Da: Cavallino rivista #1
Rivista e casa editrice: come si diceva, da una realtà piccola e per certi aspetti fortemente locale le strade che si aprono sono senza confini. Samuele ci ha raccontato che in cantiere ci sono già diversi progetti di pubblicazione che viaggiano in parallelo con un nuovo numero della rivista. Quello che ci ha colpito del primo volume è la preponderanza delle illustrazioni rispetto alla scrittura e la scelta di un segno grafico che è più intimista ed emotivo che narrativo.
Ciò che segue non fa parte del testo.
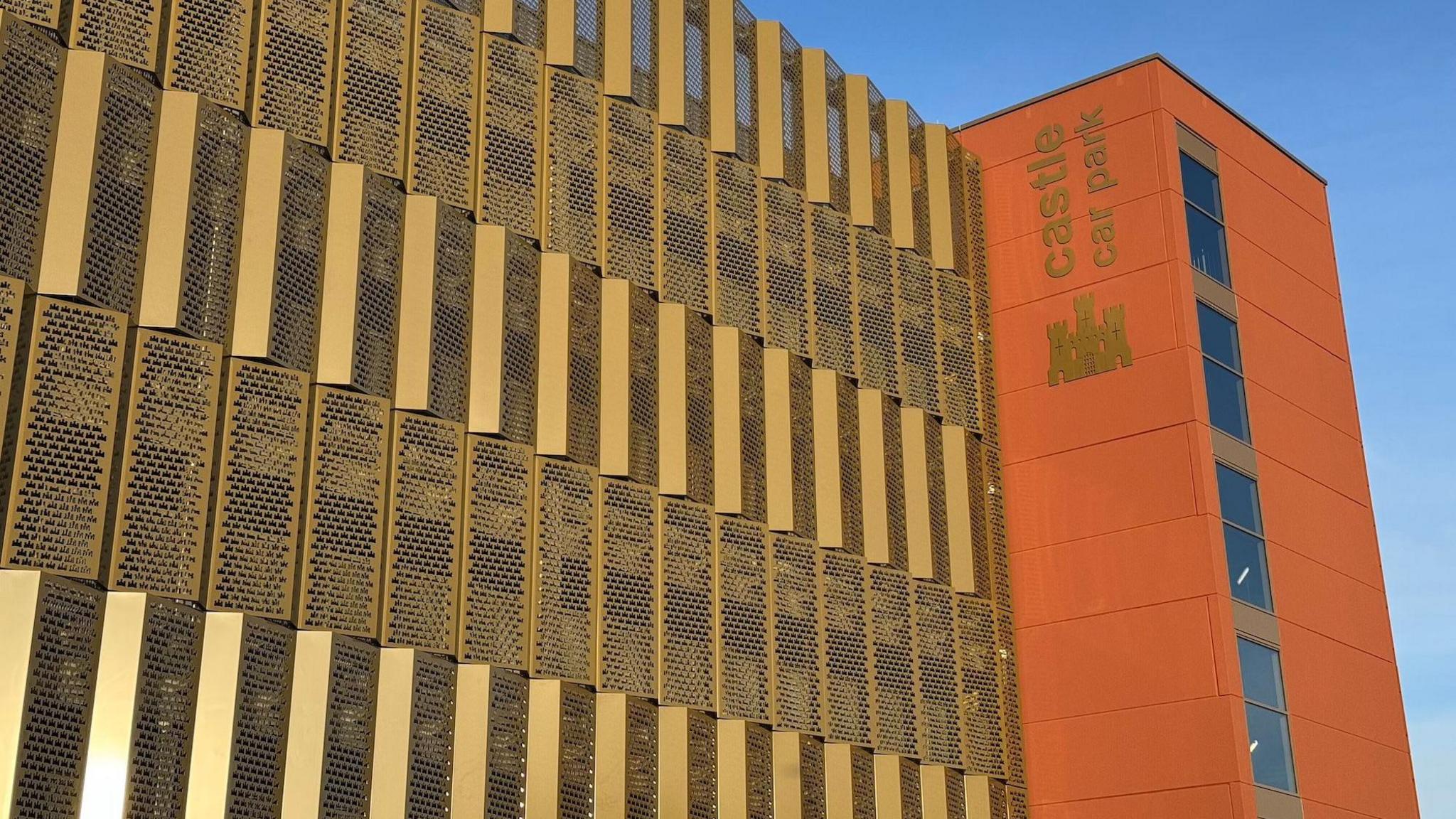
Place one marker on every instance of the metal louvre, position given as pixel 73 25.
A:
pixel 344 512
pixel 629 193
pixel 743 620
pixel 626 596
pixel 496 570
pixel 686 572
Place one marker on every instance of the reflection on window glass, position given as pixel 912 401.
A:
pixel 1248 579
pixel 1206 247
pixel 1239 499
pixel 1219 337
pixel 1268 746
pixel 1226 404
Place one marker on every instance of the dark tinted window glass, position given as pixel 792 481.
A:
pixel 1206 247
pixel 1239 499
pixel 1226 407
pixel 1200 186
pixel 1263 682
pixel 1248 580
pixel 1268 746
pixel 1219 337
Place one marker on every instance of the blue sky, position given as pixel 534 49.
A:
pixel 1366 95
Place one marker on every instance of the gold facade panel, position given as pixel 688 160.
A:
pixel 629 187
pixel 422 537
pixel 686 608
pixel 344 515
pixel 504 338
pixel 443 107
pixel 496 573
pixel 571 165
pixel 742 582
pixel 50 651
pixel 564 570
pixel 370 85
pixel 62 436
pixel 252 547
pixel 291 72
pixel 159 516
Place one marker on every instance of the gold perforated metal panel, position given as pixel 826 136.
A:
pixel 159 515
pixel 785 269
pixel 31 72
pixel 683 219
pixel 686 623
pixel 629 193
pixel 291 69
pixel 742 563
pixel 510 134
pixel 48 648
pixel 846 652
pixel 443 107
pixel 422 537
pixel 892 681
pixel 60 437
pixel 938 675
pixel 564 572
pixel 874 287
pixel 571 166
pixel 344 512
pixel 737 276
pixel 370 90
pixel 207 48
pixel 497 554
pixel 626 599
pixel 832 306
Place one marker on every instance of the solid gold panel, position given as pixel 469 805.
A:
pixel 490 744
pixel 146 700
pixel 626 758
pixel 62 434
pixel 422 537
pixel 331 726
pixel 291 73
pixel 687 404
pixel 240 735
pixel 686 608
pixel 561 751
pixel 194 219
pixel 33 66
pixel 344 513
pixel 370 86
pixel 687 763
pixel 564 570
pixel 629 193
pixel 361 280
pixel 504 334
pixel 742 582
pixel 158 522
pixel 252 548
pixel 571 165
pixel 683 219
pixel 207 48
pixel 443 108
pixel 280 264
pixel 626 636
pixel 629 382
pixel 101 180
pixel 414 737
pixel 510 133
pixel 568 368
pixel 48 648
pixel 496 572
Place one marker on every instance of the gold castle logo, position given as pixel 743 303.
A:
pixel 1091 348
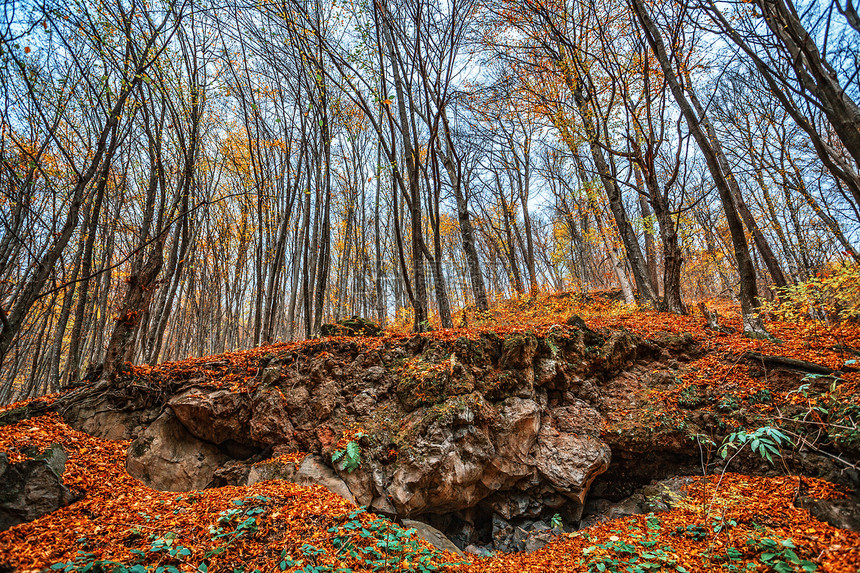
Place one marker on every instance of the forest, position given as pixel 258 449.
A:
pixel 470 286
pixel 180 179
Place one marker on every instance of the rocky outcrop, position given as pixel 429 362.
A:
pixel 169 458
pixel 504 423
pixel 311 471
pixel 32 488
pixel 432 536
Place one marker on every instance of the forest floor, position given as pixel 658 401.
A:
pixel 727 521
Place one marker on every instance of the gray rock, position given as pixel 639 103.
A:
pixel 32 488
pixel 432 536
pixel 312 471
pixel 502 534
pixel 570 462
pixel 168 457
pixel 537 541
pixel 215 417
pixel 269 422
pixel 105 420
pixel 477 550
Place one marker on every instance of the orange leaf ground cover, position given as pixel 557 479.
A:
pixel 718 526
pixel 739 523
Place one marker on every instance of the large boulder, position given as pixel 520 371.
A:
pixel 167 457
pixel 432 536
pixel 215 417
pixel 517 465
pixel 311 471
pixel 32 488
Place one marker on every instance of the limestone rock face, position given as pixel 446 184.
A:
pixel 499 425
pixel 311 471
pixel 214 417
pixel 270 423
pixel 432 536
pixel 32 488
pixel 518 464
pixel 167 457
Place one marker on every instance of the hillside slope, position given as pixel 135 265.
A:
pixel 552 411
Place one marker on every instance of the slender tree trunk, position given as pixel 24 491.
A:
pixel 748 290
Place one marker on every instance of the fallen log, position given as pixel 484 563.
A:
pixel 793 363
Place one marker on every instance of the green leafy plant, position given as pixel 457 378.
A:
pixel 780 555
pixel 375 543
pixel 765 441
pixel 349 456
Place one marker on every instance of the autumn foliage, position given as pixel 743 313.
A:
pixel 722 522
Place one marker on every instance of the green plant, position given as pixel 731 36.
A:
pixel 779 555
pixel 765 441
pixel 372 543
pixel 350 455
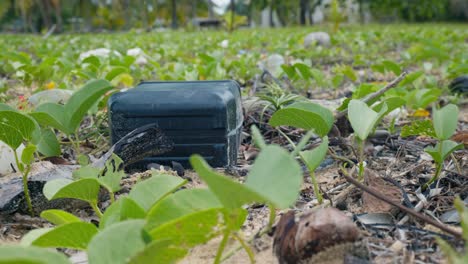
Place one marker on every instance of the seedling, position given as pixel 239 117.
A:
pixel 452 256
pixel 16 128
pixel 363 120
pixel 315 118
pixel 68 117
pixel 445 123
pixel 266 183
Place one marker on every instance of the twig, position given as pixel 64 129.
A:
pixel 403 208
pixel 372 96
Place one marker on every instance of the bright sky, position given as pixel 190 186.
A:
pixel 222 5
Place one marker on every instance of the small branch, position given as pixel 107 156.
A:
pixel 372 96
pixel 403 208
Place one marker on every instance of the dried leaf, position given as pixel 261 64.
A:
pixel 375 205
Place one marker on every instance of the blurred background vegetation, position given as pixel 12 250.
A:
pixel 35 16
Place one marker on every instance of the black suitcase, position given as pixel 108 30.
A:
pixel 202 117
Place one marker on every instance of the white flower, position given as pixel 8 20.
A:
pixel 135 52
pixel 224 44
pixel 141 60
pixel 102 52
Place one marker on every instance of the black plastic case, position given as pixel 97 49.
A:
pixel 203 117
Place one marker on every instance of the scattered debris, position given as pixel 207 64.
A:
pixel 315 231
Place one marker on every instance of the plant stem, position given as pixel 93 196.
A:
pixel 271 219
pixel 24 174
pixel 317 192
pixel 439 167
pixel 246 247
pixel 96 209
pixel 77 146
pixel 26 189
pixel 112 197
pixel 222 246
pixel 361 159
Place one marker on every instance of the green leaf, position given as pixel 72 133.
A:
pixel 118 243
pixel 313 158
pixel 5 107
pixel 411 77
pixel 268 176
pixel 113 174
pixel 25 126
pixel 48 144
pixel 11 136
pixel 392 66
pixel 190 230
pixel 181 203
pixel 418 128
pixel 82 100
pixel 442 150
pixel 59 217
pixel 159 251
pixel 51 115
pixel 392 103
pixel 123 209
pixel 257 137
pixel 305 115
pixel 445 121
pixel 86 172
pixel 13 254
pixel 350 73
pixel 148 192
pixel 362 118
pixel 115 71
pixel 27 156
pixel 84 189
pixel 229 192
pixel 74 235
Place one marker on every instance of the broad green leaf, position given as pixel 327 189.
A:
pixel 112 174
pixel 445 121
pixel 25 125
pixel 392 66
pixel 392 103
pixel 51 115
pixel 14 254
pixel 159 251
pixel 123 209
pixel 350 73
pixel 115 71
pixel 190 230
pixel 257 137
pixel 411 77
pixel 313 158
pixel 83 189
pixel 442 150
pixel 85 172
pixel 118 243
pixel 418 128
pixel 93 60
pixel 75 235
pixel 10 135
pixel 181 203
pixel 362 118
pixel 82 100
pixel 268 176
pixel 59 217
pixel 230 193
pixel 27 156
pixel 48 144
pixel 148 192
pixel 32 235
pixel 5 107
pixel 305 115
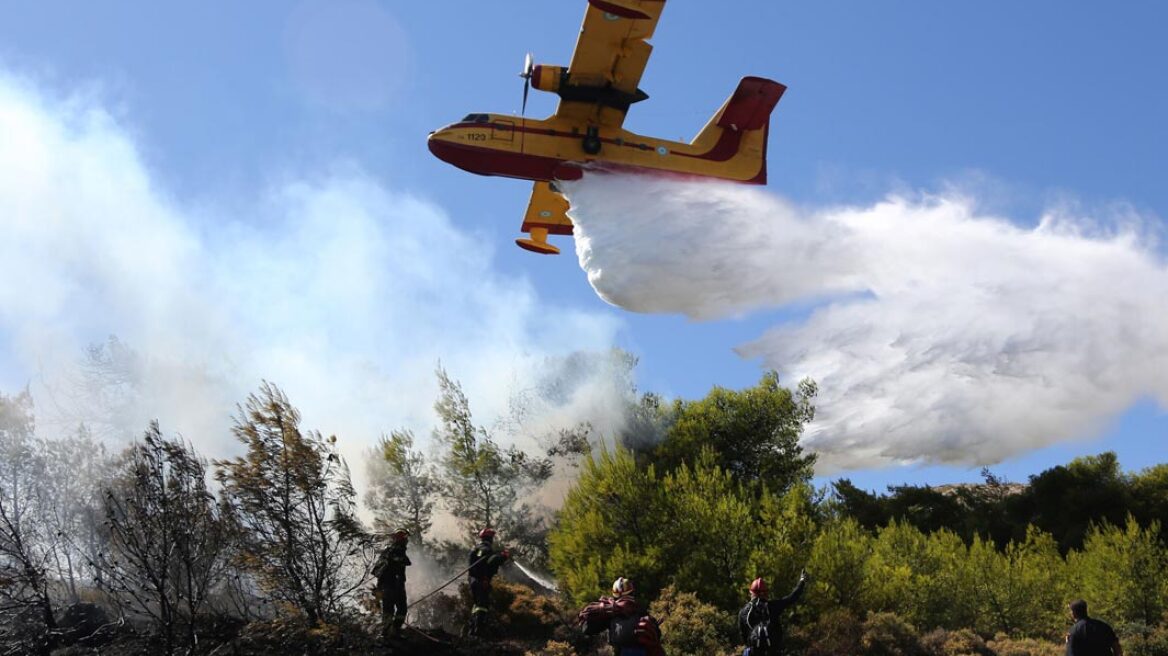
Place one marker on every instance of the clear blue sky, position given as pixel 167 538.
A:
pixel 1031 100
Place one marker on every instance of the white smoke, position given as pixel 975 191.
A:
pixel 343 292
pixel 937 334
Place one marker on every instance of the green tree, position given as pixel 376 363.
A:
pixel 839 562
pixel 753 432
pixel 1149 496
pixel 1064 501
pixel 486 484
pixel 785 528
pixel 1021 591
pixel 402 487
pixel 613 523
pixel 922 578
pixel 166 535
pixel 714 518
pixel 1123 572
pixel 294 502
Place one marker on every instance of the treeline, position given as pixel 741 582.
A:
pixel 693 500
pixel 1063 501
pixel 725 497
pixel 157 536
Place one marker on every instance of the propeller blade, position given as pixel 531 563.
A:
pixel 528 68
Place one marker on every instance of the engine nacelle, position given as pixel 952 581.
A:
pixel 548 78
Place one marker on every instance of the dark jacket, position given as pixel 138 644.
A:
pixel 1091 637
pixel 391 564
pixel 767 613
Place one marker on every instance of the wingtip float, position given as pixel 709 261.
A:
pixel 596 90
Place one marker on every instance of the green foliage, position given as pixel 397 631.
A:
pixel 692 627
pixel 1124 572
pixel 1062 501
pixel 484 483
pixel 753 433
pixel 922 578
pixel 839 562
pixel 1021 591
pixel 402 487
pixel 714 513
pixel 294 502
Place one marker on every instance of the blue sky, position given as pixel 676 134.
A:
pixel 1028 103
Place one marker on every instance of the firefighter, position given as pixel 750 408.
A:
pixel 485 564
pixel 760 621
pixel 632 632
pixel 390 573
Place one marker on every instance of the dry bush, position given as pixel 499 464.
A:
pixel 1139 640
pixel 888 634
pixel 693 627
pixel 290 635
pixel 834 633
pixel 963 642
pixel 446 612
pixel 1006 646
pixel 554 648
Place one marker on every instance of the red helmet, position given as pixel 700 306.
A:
pixel 621 586
pixel 758 588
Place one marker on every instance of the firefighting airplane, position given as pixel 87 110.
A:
pixel 585 133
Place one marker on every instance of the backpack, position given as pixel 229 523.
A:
pixel 379 567
pixel 623 630
pixel 760 635
pixel 593 619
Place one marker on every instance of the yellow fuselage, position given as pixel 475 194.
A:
pixel 556 148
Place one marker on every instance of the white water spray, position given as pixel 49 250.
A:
pixel 937 334
pixel 536 578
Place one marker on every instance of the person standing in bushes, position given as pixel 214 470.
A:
pixel 390 574
pixel 632 630
pixel 485 564
pixel 759 621
pixel 1090 636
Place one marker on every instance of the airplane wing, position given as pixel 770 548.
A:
pixel 547 214
pixel 610 58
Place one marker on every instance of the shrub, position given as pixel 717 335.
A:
pixel 887 634
pixel 1006 646
pixel 963 642
pixel 690 626
pixel 834 633
pixel 1145 641
pixel 554 648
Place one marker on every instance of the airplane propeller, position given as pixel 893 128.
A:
pixel 528 67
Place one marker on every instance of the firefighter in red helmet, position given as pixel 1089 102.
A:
pixel 390 574
pixel 760 621
pixel 485 563
pixel 632 630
Non c’è un vero e proprio tema a condurre le storie sebbene in tutte si possono trovare dei riferimenti al quotidiano degli autori, alla dimensione dell’abitare, una casa, un paese o uno stato d’animo. Tutte le storie sono state montate partendo dai disegni, alcuni già pubblicati, altri inediti, tutti messi in comune e riassemblati seguendo le suggestioni visive prima, e delle parole poi.
Un’esperienza da conoscere e sostenere, coraggiosa e sicuramente intraprendente sia per l’età di disegnatori e disegnatrici, che per il pregio di volersi inserire in un panorama editoriale in cui illustrazioni e fumetti stanno conoscendo una nuova fortuna. Non è facile incontrare la rivista in rete, un po’ come lo è per il borgo di Castelcavallino sulla mappa, per questo consigliamo a tutte e tutti di seguire la pagina Facebook (facebook.com/ cavallinorivista) e trovare l’occasione di incontrare in carne, ossa e carta questo giovane progetto editoriale.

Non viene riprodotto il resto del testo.